Florence / Shirley Jones pasará en Nasáu unos días con su amante, el más que casado, Sam / Lloyd Bridges. Mary / Jean Simmons será asediada por Franco / Bobby Darin, un soltero fotógrafo italiano, que resultará ni fotógrafo ni italiano sino un gigoló estadounidense, que dejará abruptamente de acariciarla cuando sepa que Mary / Jean Simmons no está casada con un multimillonario.

 

Mary / Jean Simmons, más asoleada y menos apabullada volverá a casa. Casa, entendida no como el nido matrimonial sino la ciudad de pertenencia, donde alquilará un departamentito, conseguirá un trabajo de vendedora (para horror de su hija) y tomará cursos nocturnos para ver si puede conseguir mejores trabajos.

 

Yendo a uno de estos cursos será interceptada por su marido Fred Wilson / John Forsythe que la instará a volver con él, aunque parece que no será el caso.

 

Es curioso como a estas mujeres no se les ocurría ni remotamente profesionalizarse retomando estudios, adoptar intereses sociales como contribuir a las mejoras de vida de los poco privilegiados, abrazar las causas feministas o entrar en política.

 

Aunque pensándolo bien no es tan curioso, todos sus mandatos de clase las mantenían prisioneras en cárceles de lujo.

 

Mary / Jean Simmons se libera un poco por casualidad, y de no haber sido así quizá nunca se hubiera liberado. O hubiera seguido gastando dinero a lo pavote o un día hubiera tomado una pastilla de más y hubiera salido de escena.

 

Hoy estas mujeres están casi extinguidas, ¿alguien las extrañara? Sí, los maridos nostálgicos de los patriarcalismos perdidos.

 

A medida que veía esta película recordé por detalles haberla visto.
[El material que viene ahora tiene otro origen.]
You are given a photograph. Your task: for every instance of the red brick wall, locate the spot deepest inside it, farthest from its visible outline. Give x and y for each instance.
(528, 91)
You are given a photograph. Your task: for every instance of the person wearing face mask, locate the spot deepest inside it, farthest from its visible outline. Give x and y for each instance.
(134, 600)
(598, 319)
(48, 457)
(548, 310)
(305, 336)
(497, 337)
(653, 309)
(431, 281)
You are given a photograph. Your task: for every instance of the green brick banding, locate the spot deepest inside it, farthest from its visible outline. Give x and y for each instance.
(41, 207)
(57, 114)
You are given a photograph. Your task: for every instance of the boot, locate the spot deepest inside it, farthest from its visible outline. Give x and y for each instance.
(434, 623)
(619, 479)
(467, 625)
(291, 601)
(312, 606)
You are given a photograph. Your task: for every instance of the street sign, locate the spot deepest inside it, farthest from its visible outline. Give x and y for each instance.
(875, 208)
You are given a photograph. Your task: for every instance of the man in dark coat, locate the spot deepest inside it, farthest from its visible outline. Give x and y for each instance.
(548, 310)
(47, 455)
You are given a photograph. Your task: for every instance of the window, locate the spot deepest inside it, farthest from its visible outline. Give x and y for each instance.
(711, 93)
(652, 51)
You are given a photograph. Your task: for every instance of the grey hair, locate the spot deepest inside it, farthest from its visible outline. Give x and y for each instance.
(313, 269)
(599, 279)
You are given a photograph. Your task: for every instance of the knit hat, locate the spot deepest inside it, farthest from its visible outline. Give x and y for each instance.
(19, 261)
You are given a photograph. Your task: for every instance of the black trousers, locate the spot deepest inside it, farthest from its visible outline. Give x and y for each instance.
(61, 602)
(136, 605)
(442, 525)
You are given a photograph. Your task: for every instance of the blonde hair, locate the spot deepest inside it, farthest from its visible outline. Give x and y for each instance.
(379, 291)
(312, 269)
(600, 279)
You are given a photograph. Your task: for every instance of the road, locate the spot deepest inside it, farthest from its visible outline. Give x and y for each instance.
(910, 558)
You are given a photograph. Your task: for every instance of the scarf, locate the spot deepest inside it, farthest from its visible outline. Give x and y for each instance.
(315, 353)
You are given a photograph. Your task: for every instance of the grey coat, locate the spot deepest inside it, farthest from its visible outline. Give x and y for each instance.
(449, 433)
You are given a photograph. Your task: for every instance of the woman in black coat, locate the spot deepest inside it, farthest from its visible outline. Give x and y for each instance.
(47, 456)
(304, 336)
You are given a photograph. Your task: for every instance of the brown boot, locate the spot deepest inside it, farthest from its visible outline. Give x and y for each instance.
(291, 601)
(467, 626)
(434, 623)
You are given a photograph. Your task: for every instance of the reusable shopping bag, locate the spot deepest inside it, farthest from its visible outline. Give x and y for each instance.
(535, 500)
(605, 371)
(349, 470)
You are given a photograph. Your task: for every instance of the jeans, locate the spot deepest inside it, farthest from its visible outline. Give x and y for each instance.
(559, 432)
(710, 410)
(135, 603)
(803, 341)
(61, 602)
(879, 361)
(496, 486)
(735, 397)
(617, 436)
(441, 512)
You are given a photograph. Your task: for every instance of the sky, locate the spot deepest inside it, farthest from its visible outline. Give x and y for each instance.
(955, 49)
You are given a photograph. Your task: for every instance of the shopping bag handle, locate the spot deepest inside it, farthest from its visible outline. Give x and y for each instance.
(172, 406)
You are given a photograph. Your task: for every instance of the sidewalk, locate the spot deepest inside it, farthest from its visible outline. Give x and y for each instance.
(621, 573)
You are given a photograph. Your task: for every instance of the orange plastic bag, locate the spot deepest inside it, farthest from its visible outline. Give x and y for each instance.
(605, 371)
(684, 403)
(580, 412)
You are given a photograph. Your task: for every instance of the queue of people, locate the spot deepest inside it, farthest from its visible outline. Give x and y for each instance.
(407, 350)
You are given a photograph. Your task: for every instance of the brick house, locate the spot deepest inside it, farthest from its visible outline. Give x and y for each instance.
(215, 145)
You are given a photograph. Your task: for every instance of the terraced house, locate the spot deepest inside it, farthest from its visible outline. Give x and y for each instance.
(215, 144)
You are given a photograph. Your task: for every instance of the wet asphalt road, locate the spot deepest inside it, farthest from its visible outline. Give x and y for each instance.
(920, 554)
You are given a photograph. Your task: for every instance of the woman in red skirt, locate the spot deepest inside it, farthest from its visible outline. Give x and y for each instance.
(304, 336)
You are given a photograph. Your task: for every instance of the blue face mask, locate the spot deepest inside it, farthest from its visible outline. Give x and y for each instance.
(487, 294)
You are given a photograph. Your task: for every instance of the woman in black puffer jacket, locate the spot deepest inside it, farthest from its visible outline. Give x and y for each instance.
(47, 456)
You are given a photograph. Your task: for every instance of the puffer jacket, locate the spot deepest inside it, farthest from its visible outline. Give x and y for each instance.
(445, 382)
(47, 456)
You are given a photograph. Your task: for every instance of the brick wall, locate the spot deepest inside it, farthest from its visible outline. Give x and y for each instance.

Duró brevemente en mi memoria porque a la edad que la vi me interesaba de poquito a nada las películas sobre las tristezas de los niñas o niños ricos. De puro resentido, supongo. Obligado a labrarme un futuro estudiando y trabajando, me daba mucha envidia los que tenían desde siempre un colchón donde caer sin siquiera despeinarse. Con el tiempo aprendí a ser empático y comprendí que a la hora de la angustia por la existencia y de la desesperación de no saber de qué va la vida no hay riqueza que valga. Puede que el alcohol (como símbolo posible de oráculo falso) sea mejor y más caro, pero sigue sin dar respuestas.